Why do most AI prompts stop working after a few months?
AI tools update constantly. What worked in a prompt six months ago may produce weaker results today — or nothing useful at all. Most prompt libraries online are already outdated by the time you find them.
The people who stay ahead aren't reading old blog posts. They're watching what real users are figuring out in Reddit threads and on X, right now.

What does this open-source tool actually do?
A developer built a Claude Code skill called last30days that scans Reddit and X for any topic you give it, then writes copy-paste-ready prompts based on what the community has discovered in the past 30 days.
You run a command like:
/last30days prompting techniques for ChatGPT for legal questions
It comes back with the top patterns real users are applying right now, plus a fully written prompt you can drop straight into your tool of choice.

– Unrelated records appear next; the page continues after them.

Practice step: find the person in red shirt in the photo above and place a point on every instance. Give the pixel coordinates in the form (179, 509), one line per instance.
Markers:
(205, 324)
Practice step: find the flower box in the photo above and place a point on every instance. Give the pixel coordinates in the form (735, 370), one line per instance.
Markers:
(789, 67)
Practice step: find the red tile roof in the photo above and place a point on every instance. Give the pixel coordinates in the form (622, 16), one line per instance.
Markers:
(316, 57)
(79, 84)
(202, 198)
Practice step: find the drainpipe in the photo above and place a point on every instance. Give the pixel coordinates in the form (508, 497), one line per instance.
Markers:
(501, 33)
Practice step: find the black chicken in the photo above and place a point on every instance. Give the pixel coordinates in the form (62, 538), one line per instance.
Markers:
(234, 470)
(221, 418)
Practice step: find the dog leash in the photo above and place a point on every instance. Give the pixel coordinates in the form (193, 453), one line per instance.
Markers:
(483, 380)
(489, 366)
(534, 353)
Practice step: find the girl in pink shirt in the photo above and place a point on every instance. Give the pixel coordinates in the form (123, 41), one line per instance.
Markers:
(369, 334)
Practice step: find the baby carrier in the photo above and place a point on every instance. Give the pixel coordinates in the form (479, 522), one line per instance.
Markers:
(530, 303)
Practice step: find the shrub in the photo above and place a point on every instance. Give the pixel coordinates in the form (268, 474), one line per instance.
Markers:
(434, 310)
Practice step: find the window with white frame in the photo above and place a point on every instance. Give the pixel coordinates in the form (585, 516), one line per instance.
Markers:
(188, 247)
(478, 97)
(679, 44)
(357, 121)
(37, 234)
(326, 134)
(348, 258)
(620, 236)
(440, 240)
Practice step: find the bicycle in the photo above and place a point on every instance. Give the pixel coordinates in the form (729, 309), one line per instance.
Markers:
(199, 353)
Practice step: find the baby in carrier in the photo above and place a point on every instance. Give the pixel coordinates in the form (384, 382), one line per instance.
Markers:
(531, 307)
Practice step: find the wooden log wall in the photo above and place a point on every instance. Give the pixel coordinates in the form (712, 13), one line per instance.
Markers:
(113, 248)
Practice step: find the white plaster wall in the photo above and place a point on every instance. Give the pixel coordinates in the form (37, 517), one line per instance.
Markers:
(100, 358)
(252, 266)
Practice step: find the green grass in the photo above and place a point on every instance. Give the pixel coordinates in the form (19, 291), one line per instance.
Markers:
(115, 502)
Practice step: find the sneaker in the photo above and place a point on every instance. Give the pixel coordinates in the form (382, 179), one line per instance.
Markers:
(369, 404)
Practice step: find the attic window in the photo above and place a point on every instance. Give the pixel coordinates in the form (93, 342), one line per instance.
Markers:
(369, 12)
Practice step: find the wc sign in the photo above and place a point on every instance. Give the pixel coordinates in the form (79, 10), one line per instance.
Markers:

No digging through threads. No testing prompts that got patched out.
Who should use this?
This is useful for anyone who relies on AI tools in their marketing workflow:
- Content teams researching how to get better outputs from tools like ChatGPT or Claude
- Designers who want the latest Midjourney techniques before they go mainstream
- Music or audio creators using Suno who want to know what's actually producing good results
- Developers looking for fresh Cursor rules
- Marketers tracking trending topics or formats on Reddit and X before writing copy
The tool works across topics — it's not locked to AI prompts. If you want to know what people are genuinely saying about any niche right now, it can surface that.
How does staying current with community insights help your marketing?
According to Sprout Social's 2024 Social Media Index, 53% of consumers say social media is where they discover products and trends before anywhere else. The same logic applies to tactics: practitioners share what's working in public forums before it ever appears in a blog post or newsletter.
Scanning those conversations manually takes hours. A tool that automates this and outputs ready-to-use prompts cuts that to seconds.
This matters for marketing teams because:
- You write prompts grounded in what's working today, not last quarter
- You catch emerging techniques before competitors do
- You spend less time prompt-testing and more time producing
How do you get started?
- The project is open source under the MIT License — find the repo at
github.com/mvanhorn/last30days - Set it up with Claude Code
- Run
/last30days [your topic]to pull the latest patterns from Reddit and X - Review the output and drop the generated prompt directly into your AI tool
The MIT license means you can modify it, build on top of it, or adapt it for your specific workflow without restrictions.
If your team uses AI tools regularly, building this kind of current-awareness into your process is worth the setup time.